The Visio is not cheap (retails for $300). Even having gotten it on super sale I'd probably pay retail for it after using it for a while. What jackets are you using? Pros/Cons?


----------



## Trouble (Apr 3, 2004)

GORE Bike wear. Google Gore bike rain jacket.


----------



## Art853 (May 30, 2003)

A cycling rain jacket without a hood is an odd thing IMO. They seem to be more common without hoods than with them. 

I bike commute to events outside. I cycle tour and I am outside all day and evening. I cycle and then go hiking. Sometimes it rains. I like to have a hood. 

I just use a regular rain jacket, brightly colored and with a hood, and wear a reflective vest.


----------



## Danimal (Jan 4, 2005)

I occasionally wear the hood of my rain jacket under my helmet. Do others not do that? It's a touch akward, but it works fairly well.

Dan


----------



## Scott B (Dec 1, 2004)

Danimal said:


> I occasionally wear the hood of my rain jacket under my helmet. Do others not do that? It's a touch akward, but it works fairly well.
> 
> Dan


I never do, for some reason it drives me nuts. I wear a cycling cap under my helmet when it's raining. Hence, for me, the ideal rain jacket has no hood.


----------



## Scott B (Dec 1, 2004)

Art853 said:


> They seem to be more common without hoods than with them.

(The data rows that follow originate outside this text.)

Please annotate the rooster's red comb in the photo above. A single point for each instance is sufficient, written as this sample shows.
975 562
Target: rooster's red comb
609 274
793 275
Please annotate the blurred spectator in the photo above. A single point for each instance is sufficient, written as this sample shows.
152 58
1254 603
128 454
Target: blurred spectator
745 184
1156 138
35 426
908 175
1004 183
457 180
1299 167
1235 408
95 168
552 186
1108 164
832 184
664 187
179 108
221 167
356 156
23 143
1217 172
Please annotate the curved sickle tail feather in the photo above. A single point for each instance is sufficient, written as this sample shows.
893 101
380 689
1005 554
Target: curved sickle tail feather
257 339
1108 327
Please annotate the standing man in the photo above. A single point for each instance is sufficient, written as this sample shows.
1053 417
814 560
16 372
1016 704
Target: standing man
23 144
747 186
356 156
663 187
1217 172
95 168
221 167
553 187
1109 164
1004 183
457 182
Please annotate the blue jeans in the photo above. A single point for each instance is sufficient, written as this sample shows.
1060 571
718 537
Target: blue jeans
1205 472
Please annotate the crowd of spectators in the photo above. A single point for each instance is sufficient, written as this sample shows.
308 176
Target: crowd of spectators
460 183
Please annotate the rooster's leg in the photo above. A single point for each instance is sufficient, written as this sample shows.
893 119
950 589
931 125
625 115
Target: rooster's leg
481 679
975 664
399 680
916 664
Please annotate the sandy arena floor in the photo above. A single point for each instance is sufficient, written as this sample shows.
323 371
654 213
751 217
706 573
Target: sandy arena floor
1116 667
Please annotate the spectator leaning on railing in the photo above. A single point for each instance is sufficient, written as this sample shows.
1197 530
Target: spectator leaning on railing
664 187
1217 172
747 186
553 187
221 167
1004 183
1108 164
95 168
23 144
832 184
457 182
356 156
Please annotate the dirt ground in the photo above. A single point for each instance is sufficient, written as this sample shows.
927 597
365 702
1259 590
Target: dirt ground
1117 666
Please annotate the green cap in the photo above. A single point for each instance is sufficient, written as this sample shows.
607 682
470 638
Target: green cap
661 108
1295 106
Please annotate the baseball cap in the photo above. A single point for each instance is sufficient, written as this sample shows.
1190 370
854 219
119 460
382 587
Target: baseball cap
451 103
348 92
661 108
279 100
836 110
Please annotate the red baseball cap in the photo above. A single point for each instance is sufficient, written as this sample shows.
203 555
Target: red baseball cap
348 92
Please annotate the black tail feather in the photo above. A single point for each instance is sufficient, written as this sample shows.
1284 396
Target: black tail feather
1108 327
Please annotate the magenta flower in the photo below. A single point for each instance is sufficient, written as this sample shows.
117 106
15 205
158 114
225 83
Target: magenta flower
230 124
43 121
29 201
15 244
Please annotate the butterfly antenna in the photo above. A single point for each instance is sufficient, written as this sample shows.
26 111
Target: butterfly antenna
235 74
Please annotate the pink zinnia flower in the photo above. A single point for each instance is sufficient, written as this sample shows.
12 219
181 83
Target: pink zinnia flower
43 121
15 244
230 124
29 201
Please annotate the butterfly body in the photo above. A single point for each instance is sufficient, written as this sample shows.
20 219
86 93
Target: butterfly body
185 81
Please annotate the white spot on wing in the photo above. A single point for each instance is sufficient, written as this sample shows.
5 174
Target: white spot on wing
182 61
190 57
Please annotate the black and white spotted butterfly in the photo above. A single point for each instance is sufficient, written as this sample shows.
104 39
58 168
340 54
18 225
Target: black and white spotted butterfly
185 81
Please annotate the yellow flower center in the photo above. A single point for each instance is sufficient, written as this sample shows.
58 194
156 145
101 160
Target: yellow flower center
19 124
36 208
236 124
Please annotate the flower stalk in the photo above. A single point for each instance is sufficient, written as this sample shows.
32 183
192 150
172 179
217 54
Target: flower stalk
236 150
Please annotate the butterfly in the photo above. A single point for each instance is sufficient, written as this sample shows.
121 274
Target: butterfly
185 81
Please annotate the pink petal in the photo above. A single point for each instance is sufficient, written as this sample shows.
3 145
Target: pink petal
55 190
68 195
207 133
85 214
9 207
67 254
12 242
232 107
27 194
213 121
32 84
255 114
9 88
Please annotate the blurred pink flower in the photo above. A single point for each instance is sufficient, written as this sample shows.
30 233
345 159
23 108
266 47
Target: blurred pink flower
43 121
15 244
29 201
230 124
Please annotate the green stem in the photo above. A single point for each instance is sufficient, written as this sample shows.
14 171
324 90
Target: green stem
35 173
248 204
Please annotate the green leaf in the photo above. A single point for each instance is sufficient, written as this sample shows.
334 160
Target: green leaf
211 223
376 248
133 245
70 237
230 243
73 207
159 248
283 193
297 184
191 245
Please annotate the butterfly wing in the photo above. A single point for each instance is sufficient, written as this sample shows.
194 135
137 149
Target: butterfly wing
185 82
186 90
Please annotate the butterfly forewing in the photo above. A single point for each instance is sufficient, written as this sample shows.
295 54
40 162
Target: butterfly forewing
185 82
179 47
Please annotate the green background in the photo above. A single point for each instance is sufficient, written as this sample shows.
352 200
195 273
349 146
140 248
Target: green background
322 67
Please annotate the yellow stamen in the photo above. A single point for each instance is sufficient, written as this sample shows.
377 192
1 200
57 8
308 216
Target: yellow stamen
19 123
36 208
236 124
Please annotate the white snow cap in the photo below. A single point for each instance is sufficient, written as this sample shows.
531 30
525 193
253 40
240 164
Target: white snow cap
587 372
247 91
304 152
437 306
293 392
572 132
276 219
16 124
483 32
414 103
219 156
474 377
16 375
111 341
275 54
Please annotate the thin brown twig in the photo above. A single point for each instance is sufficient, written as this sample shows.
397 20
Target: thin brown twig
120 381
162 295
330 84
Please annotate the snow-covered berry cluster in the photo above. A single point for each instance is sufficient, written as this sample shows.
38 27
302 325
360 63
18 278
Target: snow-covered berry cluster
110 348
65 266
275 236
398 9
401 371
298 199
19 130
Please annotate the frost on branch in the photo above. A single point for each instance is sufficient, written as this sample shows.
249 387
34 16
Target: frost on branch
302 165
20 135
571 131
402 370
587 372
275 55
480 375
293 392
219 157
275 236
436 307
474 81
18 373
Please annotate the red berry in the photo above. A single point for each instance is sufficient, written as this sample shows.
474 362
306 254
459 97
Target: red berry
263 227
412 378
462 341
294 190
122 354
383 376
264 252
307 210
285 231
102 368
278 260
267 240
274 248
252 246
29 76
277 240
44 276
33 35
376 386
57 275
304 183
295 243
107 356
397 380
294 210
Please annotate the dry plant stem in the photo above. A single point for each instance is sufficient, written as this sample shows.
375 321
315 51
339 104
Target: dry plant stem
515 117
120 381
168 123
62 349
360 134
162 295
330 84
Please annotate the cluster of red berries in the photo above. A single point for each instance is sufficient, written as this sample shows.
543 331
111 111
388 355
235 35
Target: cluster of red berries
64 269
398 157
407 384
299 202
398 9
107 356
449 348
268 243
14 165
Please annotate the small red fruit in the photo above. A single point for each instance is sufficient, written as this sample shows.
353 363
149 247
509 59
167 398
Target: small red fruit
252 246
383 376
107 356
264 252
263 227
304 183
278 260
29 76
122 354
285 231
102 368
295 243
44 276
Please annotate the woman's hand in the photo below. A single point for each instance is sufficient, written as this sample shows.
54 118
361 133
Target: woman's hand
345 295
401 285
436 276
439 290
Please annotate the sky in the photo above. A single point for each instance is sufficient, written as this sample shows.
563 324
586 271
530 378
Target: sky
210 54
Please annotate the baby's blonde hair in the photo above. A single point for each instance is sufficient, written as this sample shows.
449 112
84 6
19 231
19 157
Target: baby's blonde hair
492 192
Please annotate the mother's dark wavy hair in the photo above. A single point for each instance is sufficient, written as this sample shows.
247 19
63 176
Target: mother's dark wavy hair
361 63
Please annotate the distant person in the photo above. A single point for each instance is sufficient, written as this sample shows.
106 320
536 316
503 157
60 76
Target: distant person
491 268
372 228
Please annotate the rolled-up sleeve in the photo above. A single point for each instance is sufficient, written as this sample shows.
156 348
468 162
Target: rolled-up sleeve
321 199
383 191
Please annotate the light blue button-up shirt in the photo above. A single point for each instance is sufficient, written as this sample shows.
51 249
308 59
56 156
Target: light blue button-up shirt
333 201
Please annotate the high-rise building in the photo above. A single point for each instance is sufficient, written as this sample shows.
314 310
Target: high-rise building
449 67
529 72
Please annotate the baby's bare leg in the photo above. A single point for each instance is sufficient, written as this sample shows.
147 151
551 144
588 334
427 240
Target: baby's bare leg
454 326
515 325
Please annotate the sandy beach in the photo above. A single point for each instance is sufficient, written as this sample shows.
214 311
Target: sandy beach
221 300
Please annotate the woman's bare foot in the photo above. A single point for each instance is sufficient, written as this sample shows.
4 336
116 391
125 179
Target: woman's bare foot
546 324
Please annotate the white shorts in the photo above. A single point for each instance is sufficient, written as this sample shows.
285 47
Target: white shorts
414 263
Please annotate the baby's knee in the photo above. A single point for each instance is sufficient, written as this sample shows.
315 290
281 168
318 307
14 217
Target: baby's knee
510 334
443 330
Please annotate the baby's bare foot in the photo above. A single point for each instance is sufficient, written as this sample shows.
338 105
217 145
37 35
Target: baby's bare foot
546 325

This is definitely true. I never use hoods on rain jackets for cycling or hiking, so finding one without one was nice. Hiking I wear a rain hat, cycling I just wear a cycling cap under my helmet. The only time I wear a hood is on my winter jacket. That sometimes goes over a climbing helmet too. It's all personal.


----------



## ecub (Sep 2, 2011)

I use a Gore PacLite Rain wear, which are for cycling. I can't remember the exact model. Cycling specific cycling jackets have a longer back or a flap to extend the back. You wouldn't want the rain dripping down the back of your shorts. It also has a hood, which can be folded away, or completely removed.

Pro: very lite weight, can easily be stuffed in back pouch of the cycling shirt. Really designed to keep you dry, no matter how heavy the rain.
Con: Not breathable. Feels/sounds like you're wearing a garbage bag.

I also have other jackets, which are breathable. Great for the rain, mostly from light rain, but will eventually get soaked, especially exposed to a heavy down pour. 

Pro: Breathable, soft, feels nice to wear.
Cons: Not lite in weight, will eventually get soaked if exposed to heavy rain.


----------